Выбрать главу

Я всех их вижу, как живые, они проходят, проникая опаловую даль Океана, видения моего зрения — призрачные образы моих первых впечатлений: таинственный художник в черном с курдючком, но с чертами лица золотого воздушного маляра Матвея, дух красок, пронизанный тонкой волной звуков — дыханием вечернего покоя, а за ним вся в белом, снеговом, как русская зима, с глазами лунных синих полос, с горящей свечой в руках — и от огня не свет, не мир, а предгрозное затишье, безотчетная тревога и напев, выбивающийся ключом из сердца, а за тамбовской Вещицей — синий, страшный Китай!

* * *

Может быть, образ этого китайца — «синий, страшный Китай», канув с чудовищами моего чудовищного мира, когда через очки мне представился общечеловеческий нормальный мир, вызвал во мне без всяких «зачем» и «почему» интерес к истории Китая, и я принялся за чтение мудреных книг. Университетская библиотека, откуда получал я через моего старшего брата студента-филолога китайскую мудрость, зарегистрировала впервые выдачу таких обреченных на залежь и запыль книг. Может быть, этот «синий, страшный Китай» вошел так глубоко в мой мир с когда-то зримыми и только скрывшимися призраками — ведь не только мысли, а и намеки на мысль живут с человеком и доживают век человека! — чем иначе объяснить, что когда в Революцию петербургский ученый-китаец дал мне матерьялы сказок о китайской Лисе — у китайцев Лисица, у кабилов Шакал, а в Тибете Заяц — я разбирался в них, выбирая нужное мне для моей собственной китайской сказки, как в чем-то уж однажды слышанном, когда-то известном, во всяком случае своем. Может быть, от этого «синего, страшного Китая» мой глаз на небо и землю словесно выражается по-китайски — наблюдения нашего парижского китайца, сравнившего тексты поэта, историка литературы и министра одиннадцатого века из Среднего Китая Оу-Янг-Сиу и из моих сказок. И, наконец, не тот же ли самый «синий Китай» сблизил меня с Э. Т. А. Гоффманном именно через его китайские привязанности — ведь почему-то одно нравится, а другое отталкивает и не только в жизни во встречах с людьми и в выборе вещей, а и в той всенародной исповеди, редко откровенной, а больше лукавой с гибельной для человека оглядкой «что скажут?» и что известно, как литература: роман, повесть, рассказ и «философия», как критика литературных произведений.

Был в Париже какой-то теософский съезд и много съехалось лам из Тибета. Ламы говорили по-русски и по-английски; по-французски не говорили.

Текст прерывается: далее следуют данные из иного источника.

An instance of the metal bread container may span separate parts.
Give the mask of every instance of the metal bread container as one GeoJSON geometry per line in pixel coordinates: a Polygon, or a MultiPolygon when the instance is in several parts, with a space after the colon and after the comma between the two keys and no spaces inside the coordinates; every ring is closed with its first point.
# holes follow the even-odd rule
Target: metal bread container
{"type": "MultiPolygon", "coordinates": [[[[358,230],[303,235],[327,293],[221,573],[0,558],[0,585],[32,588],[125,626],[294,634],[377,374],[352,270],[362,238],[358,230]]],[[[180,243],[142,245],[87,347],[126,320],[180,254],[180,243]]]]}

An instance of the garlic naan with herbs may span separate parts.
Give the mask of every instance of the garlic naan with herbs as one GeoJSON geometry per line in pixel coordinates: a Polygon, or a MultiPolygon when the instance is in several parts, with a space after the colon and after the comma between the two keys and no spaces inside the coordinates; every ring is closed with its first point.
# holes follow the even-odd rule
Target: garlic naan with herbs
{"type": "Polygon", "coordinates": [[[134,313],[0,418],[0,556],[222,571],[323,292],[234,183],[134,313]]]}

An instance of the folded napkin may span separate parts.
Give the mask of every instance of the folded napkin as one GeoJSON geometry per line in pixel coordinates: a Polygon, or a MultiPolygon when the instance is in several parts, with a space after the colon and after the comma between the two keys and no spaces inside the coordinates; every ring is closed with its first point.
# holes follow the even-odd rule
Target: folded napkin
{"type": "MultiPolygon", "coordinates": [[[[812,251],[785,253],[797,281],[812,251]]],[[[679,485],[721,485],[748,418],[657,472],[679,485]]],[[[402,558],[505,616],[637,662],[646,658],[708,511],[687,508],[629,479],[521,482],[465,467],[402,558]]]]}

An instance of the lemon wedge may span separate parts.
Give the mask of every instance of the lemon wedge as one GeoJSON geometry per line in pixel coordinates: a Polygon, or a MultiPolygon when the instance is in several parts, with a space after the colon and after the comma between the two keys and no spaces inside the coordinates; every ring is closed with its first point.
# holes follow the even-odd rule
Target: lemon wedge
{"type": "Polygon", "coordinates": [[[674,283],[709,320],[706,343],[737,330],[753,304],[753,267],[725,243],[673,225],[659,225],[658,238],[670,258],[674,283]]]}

Да особой нужды и не было: ездили они по Парижу на Чижове, и Чижов за них везде разговаривал и всё им мосты показывал — ламы почему-то больше всего интересовались мостами. Надоели они Чижову хуже горькой редьки или, как в басне, зайцу сметана: понадобилось им зачем-то на нашу улицу, сказали они номер дома, Чижов и повез — дорога знакомая! — и высадил благополучно, да не у того дома, а у нашего подъезда. Вечером на звонок я отворил дверь. Два незнакомых. Спрашивают мосье Руло. «Этажом ошиблись, подумал, и перепутали имя: над нами англичанин Репей, его часто путают!» И я ответил о Репей и, как это тоже со мной бывает, на ясном русском языке. «Ты говоришь по-русски?» — пискнули они разом: голоса тоненькие, птичьи. «Еще бы!» — «А ты не мосье Руло?» — «Не Руло, — говорю, а Ремизов, происхожу от птицы». И должно быть, на «птицу» они как чему-то обрадовались, так «пальчиками» что-то сделали. И я догадался, пригласил их чай пить: была у нас накануне одна кроткая дама — есть еще на свете кроткое сердце! — и принесла в подарок душистого чаю. И когда они вошли и скинули с себя не то плащи, — почтальоны в таких зимой щеголяют, — а не то попоны, один оказался голубым, другой — желтый: «Ламы из Тибета!» А когда я их провел в мою комнату, а в те поры у меня «висело», и первое, что им бросилось в глаза среди моего «дна Океана», были подвешенные на нитки рыбьи кости и, взглянув на рыбьи кости, они еще больше оживились, что-то по-своему друг другу перешепнули, я разобрал: «китай». «Что, говорю, китай?» — «Да ты сам и есть китай!» — —

Окно нашей кухни выходило во двор — в окна кухни богатой квартиры. Когда поутру я чистил картошку, исполняя свою несложную поварскую работу, я наблюдал за поваром-китайцем, и заметил, что китаец с не меньшим любопытством смотрит на мою русскую работу и удивляется, потому что все у меня не то... В самом деле, какой же я китаец? И вот доказательство: настоящий китаец — это повар.

А на поверку вышло не так... или одним поваром доказательства не исчерпываются?